Browser Use
Dex can interact with the browser directly, from simple tab management to full point-and-click automation via Chrome DevTools Protocol.
Overview
Dex has two layers of browser interaction. Basic tools handle common operations like opening URLs and reading page content. Full browser use mode enables point-and-click automation for anything that doesn't have a dedicated integration.
Basic Browser Tools
Always available during chat:
- Read page content: extract text or capture a screenshot from any tab.
- Navigate: open URLs in new tabs or batch-open multiple links, optionally in tab groups.
- Search history: search your browsing history with queries and time filters.
- Tab management: focus, close, group, and ungroup tabs.
Full Browser Use
When Dex needs to interact with a page that doesn't have an API integration, it enters browser use mode, a dedicated environment powered by Chrome DevTools Protocol (CDP).
In this mode, Dex can:
- Click: left, right, double, triple, and middle click at specific coordinates or on identified elements.
- Type: enter text into any focused input field.
- Scroll: scroll in any direction or scroll specific elements into view.
- Take screenshots: capture the page state to decide next actions.
- Keyboard shortcuts: press key combinations (Ctrl+A, Cmd+C, etc.).
- Drag and drop: move elements between positions.
- Navigate: go to URLs within the browser use session.

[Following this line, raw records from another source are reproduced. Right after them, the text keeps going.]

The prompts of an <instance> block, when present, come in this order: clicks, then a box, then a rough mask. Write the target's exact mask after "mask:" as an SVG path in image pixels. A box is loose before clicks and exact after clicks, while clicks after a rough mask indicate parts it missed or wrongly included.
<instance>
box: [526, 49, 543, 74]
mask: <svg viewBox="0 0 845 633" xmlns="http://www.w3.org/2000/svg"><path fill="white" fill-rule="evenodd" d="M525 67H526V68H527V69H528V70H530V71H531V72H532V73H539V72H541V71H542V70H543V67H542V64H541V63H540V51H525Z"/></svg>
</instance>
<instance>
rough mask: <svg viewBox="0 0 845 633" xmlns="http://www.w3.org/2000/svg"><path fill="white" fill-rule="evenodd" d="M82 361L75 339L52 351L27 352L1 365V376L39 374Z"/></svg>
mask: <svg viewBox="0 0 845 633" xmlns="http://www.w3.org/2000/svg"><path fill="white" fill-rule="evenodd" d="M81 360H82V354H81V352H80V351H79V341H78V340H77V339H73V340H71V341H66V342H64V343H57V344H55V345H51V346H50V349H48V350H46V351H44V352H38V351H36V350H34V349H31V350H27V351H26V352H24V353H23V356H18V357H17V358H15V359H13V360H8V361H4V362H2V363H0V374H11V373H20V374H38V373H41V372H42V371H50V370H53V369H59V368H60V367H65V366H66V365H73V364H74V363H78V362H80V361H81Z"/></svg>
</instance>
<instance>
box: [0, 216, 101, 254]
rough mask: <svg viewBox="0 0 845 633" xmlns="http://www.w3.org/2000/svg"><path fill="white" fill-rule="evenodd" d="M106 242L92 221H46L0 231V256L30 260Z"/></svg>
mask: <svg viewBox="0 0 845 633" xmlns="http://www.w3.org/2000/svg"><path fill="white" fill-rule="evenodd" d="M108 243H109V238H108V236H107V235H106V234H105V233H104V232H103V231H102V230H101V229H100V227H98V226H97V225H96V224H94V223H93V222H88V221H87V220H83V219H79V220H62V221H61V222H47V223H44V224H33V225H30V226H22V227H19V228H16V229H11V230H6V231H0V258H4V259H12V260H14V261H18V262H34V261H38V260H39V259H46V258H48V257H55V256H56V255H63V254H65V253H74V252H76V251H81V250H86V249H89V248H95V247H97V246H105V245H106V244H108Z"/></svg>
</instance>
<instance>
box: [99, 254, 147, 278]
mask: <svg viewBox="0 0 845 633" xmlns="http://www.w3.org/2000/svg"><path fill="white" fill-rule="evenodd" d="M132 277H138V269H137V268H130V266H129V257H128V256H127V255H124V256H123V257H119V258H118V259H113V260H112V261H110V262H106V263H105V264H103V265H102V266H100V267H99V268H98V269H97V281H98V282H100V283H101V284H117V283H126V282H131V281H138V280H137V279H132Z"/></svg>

Browser use operates within a dedicated Chrome tab group. After every action, Dex captures a fresh screenshot to assess the result before deciding the next step.
When To Use
Dex prefers integrations over browser clicking whenever possible, they're faster and more reliable. Browser use mode kicks in when:
- The target app doesn't have a Dex integration (e.g., a custom internal tool).
- The task requires visual interaction (e.g., filling a form, clicking through a multi-step flow).
- You explicitly ask Dex to interact with a page.